先輩が怪訝な表情で見てくる中、鞄の中にある物を取り出す。



「ジャジャーンッ‼︎」


「っっ!なっ!なんでそれ、お前が持ってんだよ‼︎」


「戴いたんです。お父さんから」



私が手に持つそれは、先輩の幼き日の写真で。


動物園で羊に囲まれて、鼻水を垂らしながらギャンギャン泣いてる何とも可愛らしい一枚だ。

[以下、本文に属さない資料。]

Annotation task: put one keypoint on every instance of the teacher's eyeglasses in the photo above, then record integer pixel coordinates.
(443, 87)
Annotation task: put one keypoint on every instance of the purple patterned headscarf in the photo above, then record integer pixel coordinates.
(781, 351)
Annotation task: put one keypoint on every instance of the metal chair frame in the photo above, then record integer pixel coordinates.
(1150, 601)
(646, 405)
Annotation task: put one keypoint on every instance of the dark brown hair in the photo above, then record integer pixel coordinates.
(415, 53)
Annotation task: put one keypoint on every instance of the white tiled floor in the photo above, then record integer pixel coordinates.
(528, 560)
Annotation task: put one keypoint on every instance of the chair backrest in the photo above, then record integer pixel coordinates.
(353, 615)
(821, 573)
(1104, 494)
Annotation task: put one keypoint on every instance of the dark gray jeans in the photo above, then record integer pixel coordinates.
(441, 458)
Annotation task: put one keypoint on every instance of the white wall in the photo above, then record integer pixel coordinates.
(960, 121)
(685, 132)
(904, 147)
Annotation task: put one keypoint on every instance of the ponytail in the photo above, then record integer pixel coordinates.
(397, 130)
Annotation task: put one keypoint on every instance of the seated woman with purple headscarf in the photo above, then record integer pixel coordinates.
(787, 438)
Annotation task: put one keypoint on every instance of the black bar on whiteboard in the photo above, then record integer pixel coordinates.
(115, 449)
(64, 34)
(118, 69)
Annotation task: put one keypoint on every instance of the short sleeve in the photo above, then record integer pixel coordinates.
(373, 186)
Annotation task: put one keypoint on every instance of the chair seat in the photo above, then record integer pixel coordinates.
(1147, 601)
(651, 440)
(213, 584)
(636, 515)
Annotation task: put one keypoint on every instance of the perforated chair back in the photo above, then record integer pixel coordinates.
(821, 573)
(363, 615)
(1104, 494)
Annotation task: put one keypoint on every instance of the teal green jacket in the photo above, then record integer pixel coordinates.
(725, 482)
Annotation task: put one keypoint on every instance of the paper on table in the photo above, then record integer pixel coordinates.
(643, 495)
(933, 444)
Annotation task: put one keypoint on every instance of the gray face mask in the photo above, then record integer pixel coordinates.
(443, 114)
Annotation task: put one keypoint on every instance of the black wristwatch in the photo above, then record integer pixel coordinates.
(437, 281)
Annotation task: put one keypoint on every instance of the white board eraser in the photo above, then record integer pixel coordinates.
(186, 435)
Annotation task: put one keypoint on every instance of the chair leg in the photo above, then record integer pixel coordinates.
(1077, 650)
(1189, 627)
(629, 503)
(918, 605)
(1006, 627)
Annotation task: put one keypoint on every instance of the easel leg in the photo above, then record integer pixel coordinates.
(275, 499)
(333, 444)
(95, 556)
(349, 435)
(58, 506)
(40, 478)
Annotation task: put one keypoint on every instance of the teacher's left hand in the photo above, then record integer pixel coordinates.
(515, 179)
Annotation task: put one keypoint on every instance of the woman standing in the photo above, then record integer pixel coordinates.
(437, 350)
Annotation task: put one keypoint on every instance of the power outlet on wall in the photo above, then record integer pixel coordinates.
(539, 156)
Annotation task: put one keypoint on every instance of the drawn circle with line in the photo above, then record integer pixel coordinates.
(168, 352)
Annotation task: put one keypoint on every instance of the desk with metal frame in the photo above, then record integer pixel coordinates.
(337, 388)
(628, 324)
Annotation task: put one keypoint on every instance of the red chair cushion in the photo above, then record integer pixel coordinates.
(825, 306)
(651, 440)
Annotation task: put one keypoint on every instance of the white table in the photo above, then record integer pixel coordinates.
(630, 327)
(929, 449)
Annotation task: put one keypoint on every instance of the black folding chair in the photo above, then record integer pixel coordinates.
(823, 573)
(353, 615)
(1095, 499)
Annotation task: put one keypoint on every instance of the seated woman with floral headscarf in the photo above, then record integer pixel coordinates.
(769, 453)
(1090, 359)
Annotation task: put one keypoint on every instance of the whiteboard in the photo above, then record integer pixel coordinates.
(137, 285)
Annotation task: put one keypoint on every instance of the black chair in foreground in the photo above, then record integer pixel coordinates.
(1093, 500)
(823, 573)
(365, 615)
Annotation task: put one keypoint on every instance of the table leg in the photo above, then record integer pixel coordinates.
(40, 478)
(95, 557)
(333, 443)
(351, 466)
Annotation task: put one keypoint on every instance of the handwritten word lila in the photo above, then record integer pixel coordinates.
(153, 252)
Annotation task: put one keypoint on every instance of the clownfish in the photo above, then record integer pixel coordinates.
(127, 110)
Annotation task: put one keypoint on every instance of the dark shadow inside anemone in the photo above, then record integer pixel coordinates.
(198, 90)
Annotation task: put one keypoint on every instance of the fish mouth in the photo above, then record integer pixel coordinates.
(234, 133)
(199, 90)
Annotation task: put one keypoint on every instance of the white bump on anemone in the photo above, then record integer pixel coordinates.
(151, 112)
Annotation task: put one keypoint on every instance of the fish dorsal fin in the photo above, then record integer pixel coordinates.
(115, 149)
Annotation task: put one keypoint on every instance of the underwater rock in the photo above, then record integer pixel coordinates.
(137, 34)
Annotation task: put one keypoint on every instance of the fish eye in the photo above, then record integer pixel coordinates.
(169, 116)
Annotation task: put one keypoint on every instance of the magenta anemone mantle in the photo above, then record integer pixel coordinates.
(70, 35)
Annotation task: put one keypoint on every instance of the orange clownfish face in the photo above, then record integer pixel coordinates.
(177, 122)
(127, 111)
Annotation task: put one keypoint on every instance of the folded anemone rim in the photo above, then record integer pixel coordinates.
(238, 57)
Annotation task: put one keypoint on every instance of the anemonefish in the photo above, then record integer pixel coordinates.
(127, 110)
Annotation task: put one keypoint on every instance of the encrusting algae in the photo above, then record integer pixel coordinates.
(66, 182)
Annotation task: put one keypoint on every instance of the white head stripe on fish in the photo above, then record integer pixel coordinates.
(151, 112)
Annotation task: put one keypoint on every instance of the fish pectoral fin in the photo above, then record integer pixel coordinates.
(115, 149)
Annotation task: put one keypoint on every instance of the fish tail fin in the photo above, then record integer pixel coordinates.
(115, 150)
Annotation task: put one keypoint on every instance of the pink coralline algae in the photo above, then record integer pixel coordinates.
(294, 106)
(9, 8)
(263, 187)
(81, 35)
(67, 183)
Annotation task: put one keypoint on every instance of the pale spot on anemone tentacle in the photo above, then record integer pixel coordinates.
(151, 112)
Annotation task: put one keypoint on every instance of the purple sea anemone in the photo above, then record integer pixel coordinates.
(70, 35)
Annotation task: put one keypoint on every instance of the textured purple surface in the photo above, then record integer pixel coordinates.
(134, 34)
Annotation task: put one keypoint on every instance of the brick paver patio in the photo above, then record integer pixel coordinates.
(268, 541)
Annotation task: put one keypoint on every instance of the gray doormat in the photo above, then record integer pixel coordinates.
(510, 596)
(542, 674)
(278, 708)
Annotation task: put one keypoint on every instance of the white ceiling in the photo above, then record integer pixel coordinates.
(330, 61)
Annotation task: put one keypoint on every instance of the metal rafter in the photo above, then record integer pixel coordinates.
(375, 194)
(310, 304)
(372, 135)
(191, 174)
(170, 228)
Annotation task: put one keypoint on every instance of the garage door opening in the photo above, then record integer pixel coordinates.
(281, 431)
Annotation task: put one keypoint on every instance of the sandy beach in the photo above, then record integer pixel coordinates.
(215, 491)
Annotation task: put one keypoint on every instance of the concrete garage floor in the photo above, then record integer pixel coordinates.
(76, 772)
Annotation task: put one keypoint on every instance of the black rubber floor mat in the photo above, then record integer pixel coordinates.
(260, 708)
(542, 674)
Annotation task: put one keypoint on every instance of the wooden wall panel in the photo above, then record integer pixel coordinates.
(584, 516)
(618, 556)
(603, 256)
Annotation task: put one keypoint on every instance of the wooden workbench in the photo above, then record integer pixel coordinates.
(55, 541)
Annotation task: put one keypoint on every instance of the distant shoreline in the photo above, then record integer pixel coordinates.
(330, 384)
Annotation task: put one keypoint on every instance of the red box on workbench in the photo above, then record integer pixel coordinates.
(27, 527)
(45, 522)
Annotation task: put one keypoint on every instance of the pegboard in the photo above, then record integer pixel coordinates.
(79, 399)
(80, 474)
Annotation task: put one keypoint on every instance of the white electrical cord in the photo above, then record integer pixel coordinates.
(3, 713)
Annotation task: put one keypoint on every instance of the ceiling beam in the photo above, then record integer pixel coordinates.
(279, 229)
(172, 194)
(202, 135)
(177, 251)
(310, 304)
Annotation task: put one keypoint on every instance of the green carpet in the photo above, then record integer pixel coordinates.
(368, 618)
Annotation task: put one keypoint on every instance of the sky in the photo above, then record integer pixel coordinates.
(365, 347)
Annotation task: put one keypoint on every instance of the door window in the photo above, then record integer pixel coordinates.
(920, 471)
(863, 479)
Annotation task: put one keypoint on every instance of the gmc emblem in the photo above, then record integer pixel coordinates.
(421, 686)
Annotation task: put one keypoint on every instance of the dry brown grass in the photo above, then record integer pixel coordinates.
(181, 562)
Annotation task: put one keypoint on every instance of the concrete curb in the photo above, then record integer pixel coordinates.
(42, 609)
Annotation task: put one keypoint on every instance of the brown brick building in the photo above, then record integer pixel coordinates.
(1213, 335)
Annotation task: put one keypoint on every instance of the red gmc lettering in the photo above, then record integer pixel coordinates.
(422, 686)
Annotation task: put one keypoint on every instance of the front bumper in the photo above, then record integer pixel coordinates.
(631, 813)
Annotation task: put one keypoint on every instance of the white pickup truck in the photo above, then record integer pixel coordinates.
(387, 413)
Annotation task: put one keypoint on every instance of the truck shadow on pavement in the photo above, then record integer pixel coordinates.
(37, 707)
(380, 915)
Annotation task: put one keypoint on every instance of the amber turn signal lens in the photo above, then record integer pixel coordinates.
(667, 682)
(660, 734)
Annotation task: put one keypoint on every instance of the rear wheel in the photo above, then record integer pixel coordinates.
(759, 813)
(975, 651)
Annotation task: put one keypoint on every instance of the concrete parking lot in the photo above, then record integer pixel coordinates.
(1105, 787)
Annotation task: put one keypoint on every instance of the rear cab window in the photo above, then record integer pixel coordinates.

「ふふ。先輩、可愛いですね。先生曰く、羊には未だに近付かないんだとか。先輩にも苦手な物があったんですね」


「返せっ!」


「駄目です。これはお父さんから貰った私の宝物なんですから」



写真はパンツのポケットに入れて、取れるもんなら取ってみろと言わんばかりにわざと口の端を思いっきり上げて笑った。


案の定、顔面蒼白の先輩。


初めて見る先輩の姿に、少し罪悪感を感じつつ。


へへん!これぐらいの仕返しならしてもいいよね。


なんて、意地悪な自分がいたりして。